More border security brought higher prices that incentivized people to enter the human smuggling business. According to the high‐end estimates of black market prices, Mexican unlawful immigrants pay about $4000 to $9000 to be smuggled into the United States. Smuggling routes usually help peaceful workers travel to jobs in the United States but they can also transport serious criminals.
This smuggling industry is a post‐1964 phenomenon. Prior to that year, Mexican migrants could come legally for work and go as they pleased on the Bracero guest worker visa program. It decreased the flow of unlawful immigrants by 95 percent in the two years after it was created.
Historian Ernesto Galarza wrote that Bracero destroyed unlawful immigration because even the most reluctant U.S. employer “could see that the private black market was no longer vital, now that a public one could be created.” Bracero incentivized farmers to hire Braceros and the migrants to enter legally. As a result, Bracero shrunk the black market and allowed the Border Patrol to focus on those who remained illegal who were more likely to be violent and property criminals.
In the 1950s, a Border Patrol official warned that if the Bracero program was ever “repealed or a restriction placed on the number of braceros allowed to enter the United States, we can look forward to a large increase in the number of illegal alien entrants into the United States.” That is what happened except the resulting smuggling network also allowed real criminals like Serrano‐Vitorino to enter.

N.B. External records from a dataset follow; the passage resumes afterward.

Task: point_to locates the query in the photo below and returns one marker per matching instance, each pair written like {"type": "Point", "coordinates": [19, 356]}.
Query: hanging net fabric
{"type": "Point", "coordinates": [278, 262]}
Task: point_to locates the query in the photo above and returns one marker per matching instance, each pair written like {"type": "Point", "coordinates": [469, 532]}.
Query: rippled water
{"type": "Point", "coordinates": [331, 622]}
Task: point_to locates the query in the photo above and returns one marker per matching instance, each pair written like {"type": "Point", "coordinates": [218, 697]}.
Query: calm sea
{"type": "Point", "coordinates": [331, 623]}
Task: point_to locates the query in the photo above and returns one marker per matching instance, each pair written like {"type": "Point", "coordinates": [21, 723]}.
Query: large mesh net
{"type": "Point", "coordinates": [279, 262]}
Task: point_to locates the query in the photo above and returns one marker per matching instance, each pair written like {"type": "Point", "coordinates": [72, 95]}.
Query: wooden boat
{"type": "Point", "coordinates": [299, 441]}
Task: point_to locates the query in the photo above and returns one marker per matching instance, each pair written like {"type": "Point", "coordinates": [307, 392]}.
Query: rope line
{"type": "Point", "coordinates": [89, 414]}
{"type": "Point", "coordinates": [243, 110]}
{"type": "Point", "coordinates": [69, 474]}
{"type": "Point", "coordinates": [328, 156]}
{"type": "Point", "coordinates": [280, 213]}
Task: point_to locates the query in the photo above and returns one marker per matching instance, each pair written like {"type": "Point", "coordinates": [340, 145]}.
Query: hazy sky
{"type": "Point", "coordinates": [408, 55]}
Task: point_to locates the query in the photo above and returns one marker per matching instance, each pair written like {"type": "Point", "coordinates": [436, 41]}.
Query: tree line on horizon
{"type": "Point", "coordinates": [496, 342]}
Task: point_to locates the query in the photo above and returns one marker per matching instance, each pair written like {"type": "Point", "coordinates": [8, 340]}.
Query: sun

Smuggling became the norm when the government ended the Bracero program in 1964 and replaced it with nothing. Mexican workers continued to come illegally because repealing the Bracero program didn’t kill the economic demand for them. Instead of regulating the legal system and keeping out criminals, Border Patrol was stuck with the impossible task of stopping eager U.S. employers from hiring willing unlawful immigrants. It has failed ever since.
Even so, the government’s immigration enforcement priorities don’t make sense. New York based immigrant attorney Bryan Johnson told me, “the U.S. government is prioritizing removals of children over individuals with criminal convictions.” The government is holding many of the 245,000 Central American unaccompanied children who have come since 2009 in detention facilities while releasing others on ankle bracelets.
Those children are going first immigration court, creating a precarious situation. “The government’s priorities are totally backwards,” Johnson told me. “Immigrants with some serious convictions have their hearings delayed for years while I’m spending all of my time in court defending young children and women who came here seeking asylum.”
Our immigration system treats child asylum‐seekers and peaceful workers as criminals and treats criminals as minor offenders. If the government deregulated and expanded legal immigration, the unlawful immigrant population would shrink and allow the government to focus entirely on violent and property offenders like Serrano‐Vitorino.
There is no policy that will bring back the victims of Serrano‐Vitorino or the other alleged murderers. All we can do is punish those convicted for those heinous crimes and make them less likely in the future. One essential reform to do that is to reprioritize the government’s immigration policy to keep out criminals and others likely to harm us.
A refocused immigration system requires a more open one that focuses on a few tasks — keeping out criminals, national security threats, and those with serious diseases. If, instead, everyone seeking to come here is treated like a criminal then the system will be overwhelmed and unable to target the most dangerous.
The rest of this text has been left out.